Der Münchner Versicherungsmakler Aktiv Assekuranz Makler GmbH hat gemeinsam mit verschiedenen Versicherern eine sogenannte „Corona-Klausel“ entwickelt. Sie gilt für Kunden im Verkehrshaftungsbereich wie Spediteure rückwirkend zum 1. März 2020 und gilt bis zur Aufhebung des WHO-Notstandes.

Nach der Klausel sei der Versicherer auch dann zur Leistung verpflichtet, wenn der Versicherungsnehmer während der Coronakrise die Zustellung ohne Ablieferquittung organisiert.
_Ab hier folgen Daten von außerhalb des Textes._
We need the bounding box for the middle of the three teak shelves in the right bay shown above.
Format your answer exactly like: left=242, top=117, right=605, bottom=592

Und dafür alternativ beispielsweise Fotos von der zugestellten Sendung macht oder Zeugen für die ordnungsgemäß erfolgte Ablieferung benennt.

Debeka: Corona-Hotline für Vollversicherte

Der Debeka Krankenversicherungs-Verein a.G. bietet seinen Vollversicherten seit vier Wochen eine telefonische Hotline an, die Fragen rund um das Coronavirus beantwortet und „tagesaktuell Informationen zu neuesten Entwicklungen gibt“, so der Versicherer am Mittwoch in einer Mitteilung.

Das für die Beratung zuständige medizinische Fachpersonal ermögliche bei Bedarf auch eine telemedizinische Abklärung des Patienten-Risikoprofils und erläutere im Ernstfall das weitere Vorgehen.

Zusätzliche Unterstützung zu Fragen rund um das Coronavirus bieten auch R+V Krankenversicherung AG, die Inter Krankenversicherung AG und die Allianz private Krankenversicherungs-AG an (2.4.2020).